Bernardo P., Deshoux M., Granier M., Ferdinand R., Galzi S., Fernandez E., Blanc S., Filloux D., Peterschmitt M., Roumagnac P.. 2015. In : CIRAD ; IRD. 15èmes Rencontres de Virologie Végétale, Aussois, France, 18-22 janvier 2015. s.l. : s.n., p. 106-106. Rencontres de virologie végétale. 15, 2015-01-18/2015-01-22, Aussois (France).

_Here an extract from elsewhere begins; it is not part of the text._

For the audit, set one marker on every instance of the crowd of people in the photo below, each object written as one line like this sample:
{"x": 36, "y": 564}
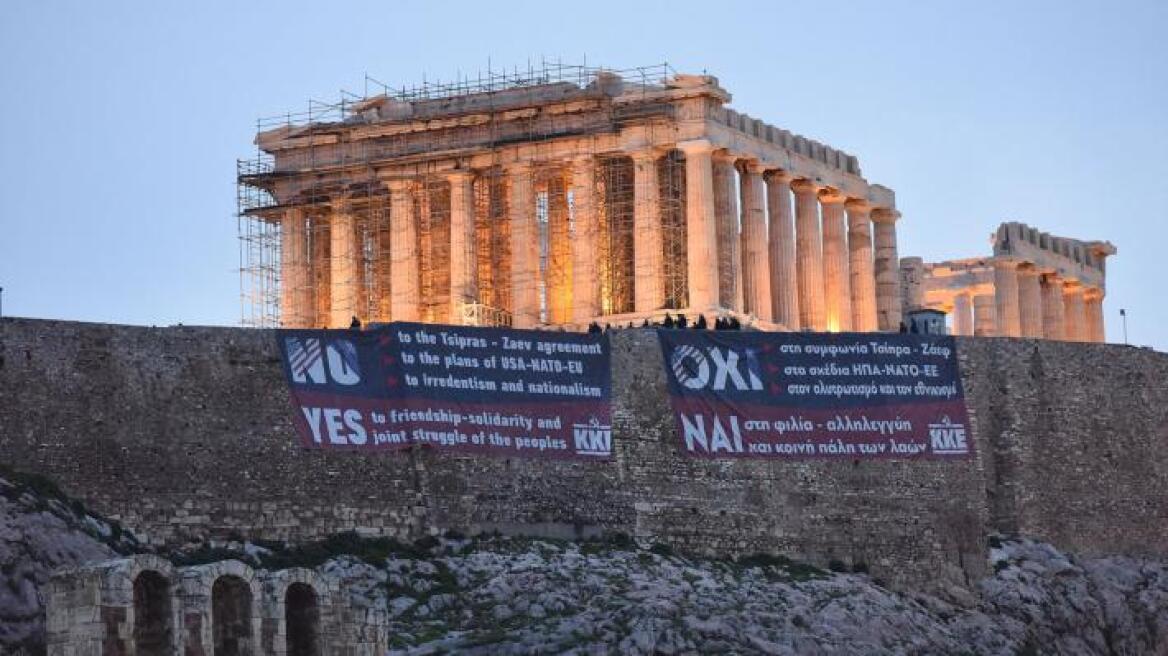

Viral metagenomics studies based on virion-associated nucleic acid extraction, sequence-independent amplification and next generation sequencing proved to be effective for discovering three highly divergent geminiviruses in South Africa, France and Finland. Although these geminiviral sequences were isolated from different continents, hemispheres and plant families, including Euphorbia caput-medusae (Euphorbiaceae), Medicago sativa (Fabaceae) and Plantago lanceolata (Plantaginaceae), they were clustered in the same phylogenetic group and were highly divergent from all the sequences classified in the seven established geminivirus genera. Based on sequence relatedness and genome organization, these new highly divergent geminivirus species were provisionally classified in a new geminivirus genus, tentatively named "Capulavirus". To estimate the epidemiological potential of these new geminiviruses but also to confirm their classification according to the criteria defined by the International Committee on Taxonomy of Viruses, including insect vector and host range, further studies were done with two capulaviruses available in our laboratory: Euphorbia caput medusae latent virus (EcmLV) from South Africa (Bernardo et al. 2013) and a capulavirus isolated from alfalfa in France provisionally named Alfalfa leaf curl virus (ALCV) according to the symptoms observed on infected plants. ALCV may cause yield losses because the infected plants exhibited stunting and distorted growth. ALCV was detected in Camargue, Provence Alpes Côte d'Azur, Languedoc Roussillon and Midi-Pyrénées. An infectious clone of EcmLV was prepared and used to determine the host range of EcmLV and test various phloem feeding insects reared in our laboratory, for vector transmission. Potentially infectious clones are presently prepared for ALCV for similar tests. In the meantime, a naturally infected alfalfa plant was transferred to a growth chamber and used as source plant for vector transmission. Potential vectors were also collected from infected alfalfa fields for testing ALCV transmission to alfalfa seedlings prepared in insect proof conditions.